United were away to Notts County last night in their fifth game already this month. An impressive 3-1 win at top-of-the-table Bristol City on Saturday boosted hopes of promotion to the Championship. Holt played an important part in his team’s first goal by prodding the ball goalwards after the City goalkeeper Frank Fielding parried his initial shot. Matt Done, the former Hibs winger, rammed it into the net and took the acclaim, but Holt has launched an attempt through official channels to have the goal credited to him.
“I’m definitely trying to claim it,” he laughed. “The manager, Nigel Clough, has told me to go and be positive. When I get the ball he wants me to do what I’m good at, which is driving forward and making those attacking runs. I’ve taken all the advice he’s given me so far on board, as is the case with the coaching staff and senior players.

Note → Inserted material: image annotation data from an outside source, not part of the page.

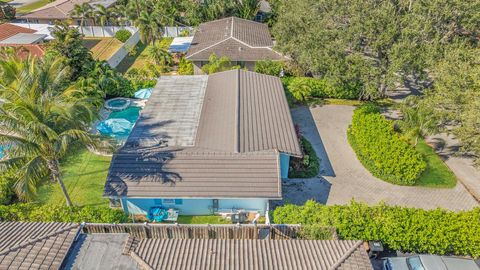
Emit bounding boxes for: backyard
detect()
[38,150,111,206]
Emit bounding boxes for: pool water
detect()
[97,106,142,140]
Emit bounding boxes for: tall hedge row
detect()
[0,203,128,223]
[348,104,426,185]
[272,201,480,257]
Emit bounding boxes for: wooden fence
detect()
[83,223,312,239]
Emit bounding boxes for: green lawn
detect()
[17,0,50,14]
[415,139,457,188]
[177,216,232,224]
[38,150,111,205]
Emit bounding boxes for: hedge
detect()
[272,201,480,257]
[0,203,128,223]
[115,29,132,43]
[347,104,427,185]
[282,77,360,101]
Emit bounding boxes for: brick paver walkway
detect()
[292,105,478,210]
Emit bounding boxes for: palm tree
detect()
[0,57,96,206]
[397,96,438,146]
[135,11,163,44]
[146,41,173,66]
[71,3,93,34]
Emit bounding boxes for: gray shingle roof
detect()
[126,239,372,270]
[0,222,79,269]
[187,17,284,61]
[104,70,302,199]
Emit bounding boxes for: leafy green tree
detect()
[0,59,96,206]
[145,41,173,66]
[202,54,240,74]
[48,23,94,81]
[397,96,439,146]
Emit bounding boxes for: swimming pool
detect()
[97,106,142,140]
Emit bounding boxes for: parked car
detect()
[383,255,480,270]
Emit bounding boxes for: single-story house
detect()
[0,222,372,270]
[186,17,285,74]
[17,0,116,25]
[104,70,302,215]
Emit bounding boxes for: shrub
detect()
[347,104,426,185]
[272,201,480,257]
[178,57,193,75]
[0,203,128,223]
[254,60,285,76]
[288,137,320,178]
[115,29,132,43]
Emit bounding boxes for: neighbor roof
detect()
[0,222,80,269]
[0,23,36,41]
[17,0,115,20]
[125,238,372,270]
[104,70,302,199]
[186,17,284,61]
[0,33,47,45]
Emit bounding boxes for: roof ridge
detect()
[0,224,80,255]
[329,240,363,270]
[129,250,154,270]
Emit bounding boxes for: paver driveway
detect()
[284,105,478,210]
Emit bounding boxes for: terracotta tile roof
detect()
[0,44,45,59]
[0,23,36,41]
[124,239,373,270]
[187,17,284,61]
[104,70,302,199]
[0,222,80,269]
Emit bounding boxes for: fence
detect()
[83,223,314,239]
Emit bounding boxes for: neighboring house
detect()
[17,0,116,25]
[0,23,47,58]
[0,222,80,270]
[0,222,372,270]
[186,17,285,74]
[104,70,302,215]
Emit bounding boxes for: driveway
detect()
[284,105,478,210]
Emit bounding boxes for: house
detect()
[0,222,80,270]
[186,17,285,74]
[0,222,372,270]
[17,0,116,25]
[104,70,302,215]
[0,23,47,58]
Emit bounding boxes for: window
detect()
[407,256,425,270]
[163,199,175,204]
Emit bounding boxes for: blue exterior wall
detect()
[122,198,268,215]
[280,153,290,179]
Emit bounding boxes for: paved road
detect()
[284,105,478,210]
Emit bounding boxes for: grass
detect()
[84,37,123,60]
[38,150,111,205]
[415,139,457,188]
[17,0,50,14]
[177,216,232,224]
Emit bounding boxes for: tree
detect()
[135,11,163,44]
[397,96,438,146]
[71,3,93,34]
[0,57,96,206]
[48,23,94,81]
[146,41,173,66]
[202,54,240,74]
[237,0,260,20]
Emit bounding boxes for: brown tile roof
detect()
[0,44,45,59]
[0,222,79,270]
[187,17,284,61]
[126,239,373,270]
[104,70,302,199]
[0,23,36,41]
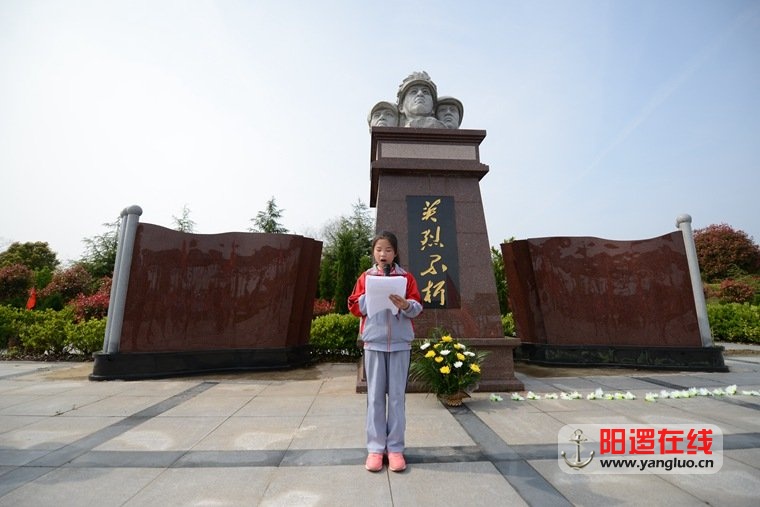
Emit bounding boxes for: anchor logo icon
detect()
[560,430,594,470]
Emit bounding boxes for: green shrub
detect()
[0,264,34,308]
[309,313,361,360]
[707,303,760,343]
[67,318,106,357]
[19,308,74,356]
[720,278,755,303]
[501,312,517,336]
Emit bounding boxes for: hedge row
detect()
[0,303,760,361]
[0,306,106,358]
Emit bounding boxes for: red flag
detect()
[26,287,37,310]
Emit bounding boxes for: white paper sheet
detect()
[364,275,406,317]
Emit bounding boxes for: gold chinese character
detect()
[422,199,441,222]
[422,280,446,306]
[420,225,443,251]
[420,254,449,276]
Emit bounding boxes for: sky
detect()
[0,0,760,263]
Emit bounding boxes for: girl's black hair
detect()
[372,231,401,266]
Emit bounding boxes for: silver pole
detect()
[676,214,713,347]
[103,206,142,354]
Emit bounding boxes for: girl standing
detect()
[348,232,422,472]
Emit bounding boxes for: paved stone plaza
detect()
[0,347,760,507]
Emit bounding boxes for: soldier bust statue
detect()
[367,71,464,129]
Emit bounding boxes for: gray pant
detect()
[364,349,411,453]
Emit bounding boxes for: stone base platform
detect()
[515,343,728,372]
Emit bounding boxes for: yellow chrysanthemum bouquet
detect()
[409,334,487,397]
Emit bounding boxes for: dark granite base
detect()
[515,343,728,371]
[89,345,311,380]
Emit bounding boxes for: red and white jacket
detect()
[348,264,422,352]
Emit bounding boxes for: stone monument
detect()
[90,206,322,380]
[501,215,727,371]
[357,71,524,392]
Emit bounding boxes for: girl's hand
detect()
[388,294,411,310]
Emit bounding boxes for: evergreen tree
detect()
[172,204,195,232]
[81,218,121,279]
[248,197,288,234]
[0,241,60,271]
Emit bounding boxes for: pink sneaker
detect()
[388,452,406,472]
[364,452,383,472]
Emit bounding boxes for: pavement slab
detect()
[0,354,760,507]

It can only improve my game.
“I’ve come on in the middle of the park in the number ten position. I’ve played in the middle and further forward and it’s suiting me well. Those are the positions I like to play. It’s just good to be getting some game time in a different league and our result at the weekend was brilliant. I can’t have any complaints so far.”
For a player more diminutive than domineering, Holt stressed he has no issue with the physical side of English football. He has watched similarly slight players from his local area make light of their size at Bramall Lane. “I knew Marc McNulty and Stefan Scougall, who are from Edinburgh,” he said. “I’ve played against them and with them when I was younger so that helps. All the boys made me feel welcome so I’ve settled in well so far.

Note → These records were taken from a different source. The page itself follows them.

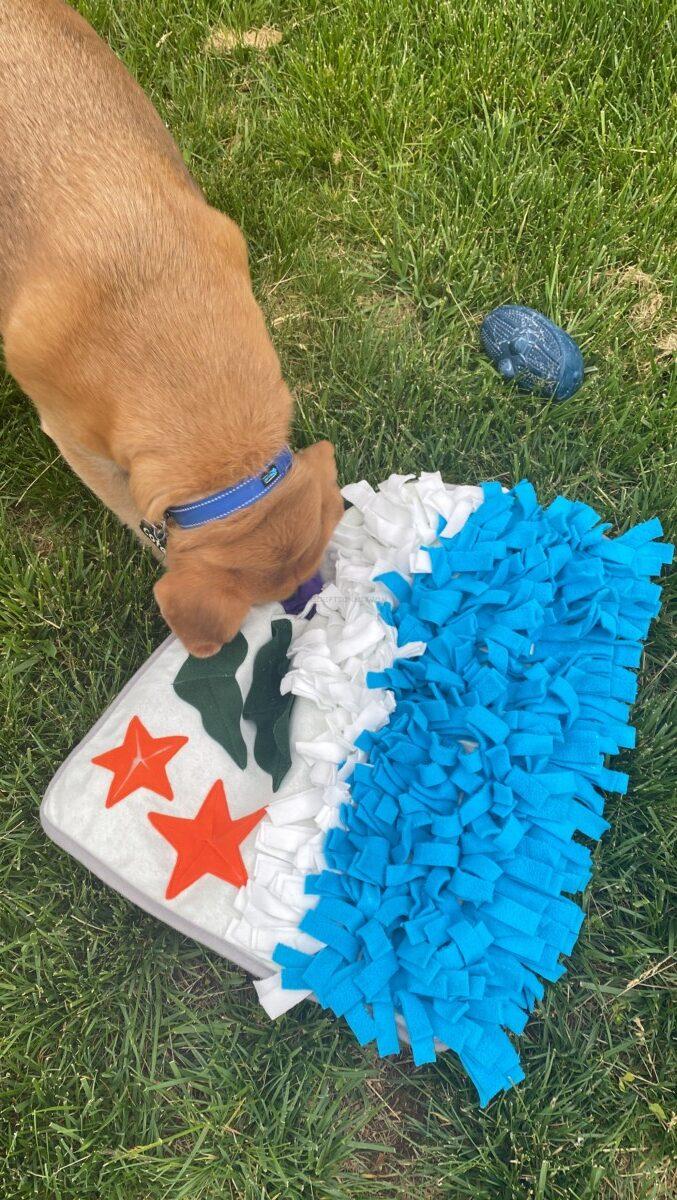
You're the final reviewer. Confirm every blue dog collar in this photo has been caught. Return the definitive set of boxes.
[140,446,294,550]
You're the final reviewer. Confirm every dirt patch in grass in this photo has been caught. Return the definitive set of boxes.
[204,25,282,54]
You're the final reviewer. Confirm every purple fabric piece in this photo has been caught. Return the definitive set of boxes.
[282,571,324,617]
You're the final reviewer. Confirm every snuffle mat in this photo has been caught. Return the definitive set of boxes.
[41,473,671,1104]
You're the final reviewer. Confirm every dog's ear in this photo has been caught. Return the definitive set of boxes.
[152,569,251,659]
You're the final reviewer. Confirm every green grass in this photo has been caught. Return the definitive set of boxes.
[0,0,677,1200]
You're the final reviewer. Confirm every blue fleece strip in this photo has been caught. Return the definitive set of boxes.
[275,481,672,1105]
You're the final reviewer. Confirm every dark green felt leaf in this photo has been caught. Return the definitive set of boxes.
[244,617,294,792]
[174,634,248,770]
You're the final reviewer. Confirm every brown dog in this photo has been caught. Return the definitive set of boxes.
[0,0,342,655]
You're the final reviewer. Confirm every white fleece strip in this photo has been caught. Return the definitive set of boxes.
[227,472,483,1016]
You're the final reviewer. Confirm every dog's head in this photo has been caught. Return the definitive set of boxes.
[155,442,343,658]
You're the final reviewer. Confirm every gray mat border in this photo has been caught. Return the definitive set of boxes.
[40,634,272,979]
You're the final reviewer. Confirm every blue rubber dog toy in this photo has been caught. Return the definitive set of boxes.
[480,304,583,400]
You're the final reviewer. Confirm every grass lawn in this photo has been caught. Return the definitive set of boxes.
[0,0,677,1200]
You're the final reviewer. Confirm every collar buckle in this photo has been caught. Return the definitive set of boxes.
[139,520,167,554]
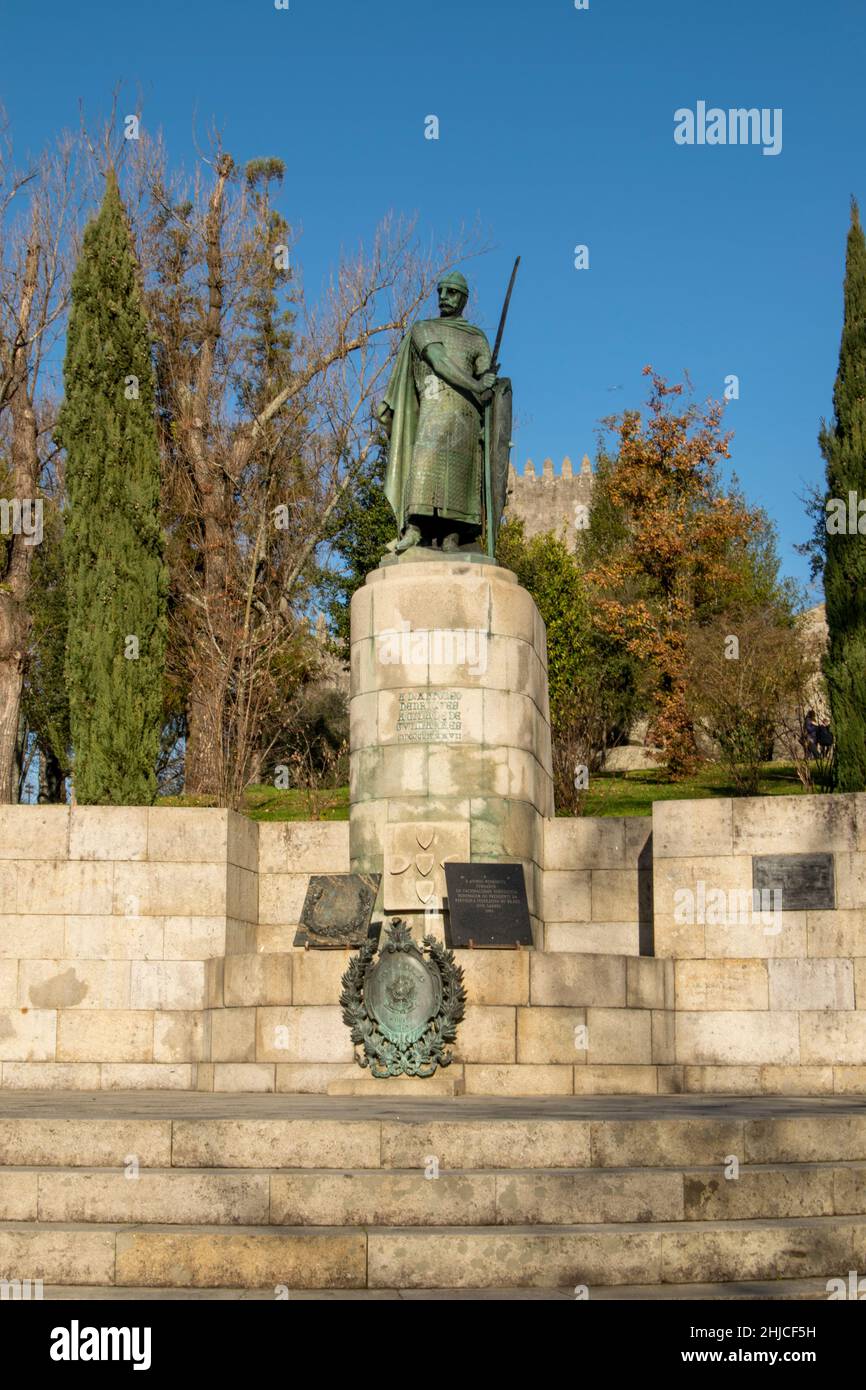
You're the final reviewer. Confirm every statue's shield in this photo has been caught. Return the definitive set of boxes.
[364,948,442,1048]
[488,377,512,556]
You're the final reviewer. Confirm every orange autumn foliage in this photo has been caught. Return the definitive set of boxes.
[587,367,759,776]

“Sheffield United play a good style of football. They’re all about trying to pass the ball and play the right way. It suits me down to a tee really. I fit in well, I’ve enjoyed the training and the matches I’ve played so far. If you’ve got the ball down on the deck and playing then the physical side isn’t really a problem. Even up in Scotland there are physical guys, so it’s no different. If you play football, you won’t have a problem.”
Holt left his boyhood heroes Hearts hoping to do just that – play football. The next three months are pivotal to his career as he bids to secure that permanent contract in South Yorkshire.